现在又要被人抓着去找那些可怕的人墙......
怎么算自己都被亏本清仓大甩卖了!
呜呜呜,她的命怎么这么惨。
“没事,我会保护你。”易烊千玺冷冷的回答,手却握的紧了些,许墨染无法平静的内心才终于稳定下来。
他...会保护自己的吧......
“就在那!”一个五大三粗的猛男带领着一群人跑来,一见到许墨染,暗淡的双眼瞬时被血丝布满。
靠,这死丫头竟然还敢出来?!
“特么的死小娘们儿,还敢跑?!看老子不打死你。”从猛男带领的人群中走出一个瘦小的老人,柱着拐杖,一步一步颤颤巍巍的走出来,白发的胡子凌乱无序,头发也所剩无几,只是明显的扭曲和脏乱。
老人瘦的皮包骨头,一张脸上布满了皱纹,只剩下一双空洞的眼睛,似有似无的嵌在眼眶里,整个人都是那样的瘦小,但从声音中可以听到他的暴劣。

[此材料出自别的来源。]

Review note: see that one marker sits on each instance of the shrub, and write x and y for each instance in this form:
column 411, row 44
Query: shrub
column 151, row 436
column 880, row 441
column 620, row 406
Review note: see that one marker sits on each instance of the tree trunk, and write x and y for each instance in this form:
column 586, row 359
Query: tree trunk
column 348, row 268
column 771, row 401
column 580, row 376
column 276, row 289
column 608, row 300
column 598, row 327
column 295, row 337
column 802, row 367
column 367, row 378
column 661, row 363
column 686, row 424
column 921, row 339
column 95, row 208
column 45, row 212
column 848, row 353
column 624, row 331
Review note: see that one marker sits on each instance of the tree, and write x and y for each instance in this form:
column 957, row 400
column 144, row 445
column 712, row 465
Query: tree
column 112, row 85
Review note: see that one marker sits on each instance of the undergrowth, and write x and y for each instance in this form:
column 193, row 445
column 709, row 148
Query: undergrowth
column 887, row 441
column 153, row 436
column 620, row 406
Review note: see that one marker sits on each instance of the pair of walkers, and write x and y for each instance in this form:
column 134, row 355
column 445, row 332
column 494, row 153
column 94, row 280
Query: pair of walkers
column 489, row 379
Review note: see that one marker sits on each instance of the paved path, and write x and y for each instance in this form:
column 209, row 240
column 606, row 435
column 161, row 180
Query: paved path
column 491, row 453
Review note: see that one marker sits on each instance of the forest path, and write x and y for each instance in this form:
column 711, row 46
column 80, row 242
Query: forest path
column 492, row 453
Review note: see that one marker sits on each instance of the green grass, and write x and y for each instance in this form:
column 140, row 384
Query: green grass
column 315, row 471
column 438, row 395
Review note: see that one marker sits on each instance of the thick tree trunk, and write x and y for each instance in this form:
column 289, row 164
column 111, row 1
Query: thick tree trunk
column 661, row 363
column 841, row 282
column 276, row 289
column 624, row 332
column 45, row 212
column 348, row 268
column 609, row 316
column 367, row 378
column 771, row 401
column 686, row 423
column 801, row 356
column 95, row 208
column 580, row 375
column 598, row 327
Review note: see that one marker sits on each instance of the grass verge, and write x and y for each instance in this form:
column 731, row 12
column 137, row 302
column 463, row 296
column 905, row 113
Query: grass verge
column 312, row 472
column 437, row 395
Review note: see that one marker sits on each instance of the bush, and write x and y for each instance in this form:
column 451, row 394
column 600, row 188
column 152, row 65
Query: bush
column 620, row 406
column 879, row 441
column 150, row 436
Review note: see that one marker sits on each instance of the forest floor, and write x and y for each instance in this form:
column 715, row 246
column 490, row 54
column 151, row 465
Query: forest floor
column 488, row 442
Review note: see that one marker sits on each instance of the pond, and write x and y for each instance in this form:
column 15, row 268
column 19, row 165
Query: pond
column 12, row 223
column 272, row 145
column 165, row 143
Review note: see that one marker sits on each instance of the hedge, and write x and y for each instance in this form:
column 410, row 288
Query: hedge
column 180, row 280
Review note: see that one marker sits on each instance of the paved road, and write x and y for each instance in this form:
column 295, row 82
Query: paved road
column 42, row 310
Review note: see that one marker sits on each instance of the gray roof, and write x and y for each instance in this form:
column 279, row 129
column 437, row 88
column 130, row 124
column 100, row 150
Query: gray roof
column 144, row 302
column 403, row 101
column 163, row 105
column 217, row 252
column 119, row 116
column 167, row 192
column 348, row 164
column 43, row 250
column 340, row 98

“爸...”许墨染见到老人后,微微叫出了声,身体却忍不住向后退着,蜷缩在易烊千玺身后,死死的抓着他的手,怎样也不肯松懈一点。
指甲刺进他的皮肤,渗出丝丝血珠,却没有半点知觉,双眼紧紧的盯着眼前的一帮人。
嘶,有点疼。
易烊千玺感觉自己手的神经都不是自己的了,麻木,但还是掩盖不住疼。
这女人是用了多大的力气。
“你特么还知道老子是你爸?那就赶快给我滚过来!”老人气的咳了咳,拍顺自己的气息后,才开始瞪着许墨染:“人家秦家,下了十万聘礼来娶你这个死丫头,我还指望着你用完婚纱卖钱呢!你竟然跑了?!”
说着,他便举起拐杖,向许墨染的头打过去,易烊千玺挑了一下眉,右手一把抓住拐杖,停留在墨染的头前一寸处。
冰冷的眸如寒冷的刃刺,穿透对方的身体,如暗夜划破长空,裂开一道冰冷的缝隙,吹来刺骨的寒风。